The reversible acetylation of nuclear histones is an important mechanism of gene regulation (1 , 2) . A balance exists in normal cells between histone acetyl transferase and histone deacetylase (HDAC) activities, and when this balance goes awry, cancer development can ensue (2 , 3) . Natural inhibitors of HDAC, such as trichostatin A (TSA), have received considerable interest as anticancer agents because of their ability to induce proteins such as p21Cip1/Waf1, leading to cell cycle arrest, differentiation, or apoptosis in neoplastically transformed cells (2, 3, 4, 5, 6) . Some of the most potent HDAC inhibitors have TSA-like chemical structures, with a hydrophobic group attached to a “spacer” and a distal hydroxamic acid moiety that fits into the HDAC catalytic active site (2) .
The simplest HDAC inhibitor identified to date is butyric acid, a short-chain fatty acid produced in the gut in millimolar concentrations, and that causes cell cycle blockade, differentiation or apoptosis in a number of transformed cell lines (4 , 7 , 8) . The findings with butyrate have raised an awareness about other HDAC inhibitors that, although less potent than TSA, might nonetheless contribute to cancer chemoprevention as a result of their chronic, daily ingestion in the diet.

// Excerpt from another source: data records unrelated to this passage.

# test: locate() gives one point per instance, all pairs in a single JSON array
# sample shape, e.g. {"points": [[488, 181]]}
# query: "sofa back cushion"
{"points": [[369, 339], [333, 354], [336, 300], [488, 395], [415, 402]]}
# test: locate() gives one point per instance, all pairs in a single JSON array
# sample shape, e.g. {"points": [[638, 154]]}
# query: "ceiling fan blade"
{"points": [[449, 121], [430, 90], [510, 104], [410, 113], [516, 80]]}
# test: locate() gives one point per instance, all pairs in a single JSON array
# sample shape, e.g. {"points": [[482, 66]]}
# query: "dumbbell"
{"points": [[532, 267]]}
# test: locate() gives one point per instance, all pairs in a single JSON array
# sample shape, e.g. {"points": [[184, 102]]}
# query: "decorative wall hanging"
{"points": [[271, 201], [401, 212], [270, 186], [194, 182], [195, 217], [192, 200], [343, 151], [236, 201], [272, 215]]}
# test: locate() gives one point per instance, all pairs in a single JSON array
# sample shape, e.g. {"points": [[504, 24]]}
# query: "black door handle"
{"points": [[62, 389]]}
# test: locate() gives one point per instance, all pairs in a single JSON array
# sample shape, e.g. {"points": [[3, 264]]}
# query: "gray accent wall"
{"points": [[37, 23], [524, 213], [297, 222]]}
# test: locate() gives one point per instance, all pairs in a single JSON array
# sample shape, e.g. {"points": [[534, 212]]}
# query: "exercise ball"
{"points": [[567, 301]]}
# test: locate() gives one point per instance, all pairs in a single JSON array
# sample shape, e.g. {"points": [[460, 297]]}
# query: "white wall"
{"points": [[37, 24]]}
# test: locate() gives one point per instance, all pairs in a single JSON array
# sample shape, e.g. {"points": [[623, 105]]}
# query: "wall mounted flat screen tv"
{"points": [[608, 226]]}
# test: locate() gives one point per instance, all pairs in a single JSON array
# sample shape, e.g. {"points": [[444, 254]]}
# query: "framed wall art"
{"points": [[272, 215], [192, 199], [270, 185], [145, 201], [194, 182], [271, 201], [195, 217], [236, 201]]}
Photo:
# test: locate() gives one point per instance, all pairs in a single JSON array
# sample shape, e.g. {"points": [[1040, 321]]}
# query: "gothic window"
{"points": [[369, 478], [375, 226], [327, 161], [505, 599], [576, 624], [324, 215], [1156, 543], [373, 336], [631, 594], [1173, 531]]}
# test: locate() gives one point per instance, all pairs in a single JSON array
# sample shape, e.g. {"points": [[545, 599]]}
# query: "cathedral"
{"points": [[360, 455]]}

One recent study showed that diallyl disulfide, a chemopreventive organosulfur compound from garlic, increased p21Cip1/Waf1 expression in human colon cancer cells via the inhibition of HDAC (9) .
It is likely that the human diet contains many other HDAC inhibitors, and, in this context, we became interested in the dietary chemopreventive agent sulforaphane (SFN). This isothiocyanate was first isolated from broccoli as a potent inducer of phase 2 detoxification enzymes, as well as being an inhibitor of phase 1 enzymes that activate chemical carcinogens, and SFN has been shown to prevent cancer in laboratory animals (10, 11, 12) . High cellular accumulation of SFN has been observed in mammalian cells, up to millimolar concentrations, and appreciable levels of SFN and its metabolites are excreted in the urine of humans consuming broccoli (13, 14, 15, 16) . A recent study in the rat reported plasma concentrations of SFN on the order of 20 μm (17) . On the basis of considerations of the HDAC active site and the chemical features of known HDAC inhibitors, we sought to test the hypothesis that SFN would inhibit HDAC activity. The present paper reports, for the first time, that two of the major metabolites of SFN indeed act as HDAC inhibitors, with evidence for altered histone acetylation status and increased p21Cip1/Waf1 expression in human embryonic kidney 293 cells and HCT116 colon cancer cells.
MATERIALS AND METHODS
Human embryonic kidney 293 (HEK293) cells were obtained from American Type Culture Collection (Manassas, VA) and were cultured in minimum essential media (Life Technologies, Inc., Grand Island, NY) with 10% horse serum, 1 mm sodium bicarbonate, and 1 mm sodium pyruvate at 37°C under 5% CO2. HEK293 cells (1× 106) were seeded 36–48 h before transfection into 60-mm culture dishes coated with 0.2% gelatin. Human HCT116 colorectal cancer cells, also obtained from American Type Culture Collection, were cultured in McCoy’s 5A medium (Life Technologies, Inc.) with 10% fetal bovine serum and penicillin/streptomycin. HCT116 cells (1.2 × 106) were seeded 24 h before transfection into 60-mm culture dishes. Transfections were done at ∼70% cell confluency.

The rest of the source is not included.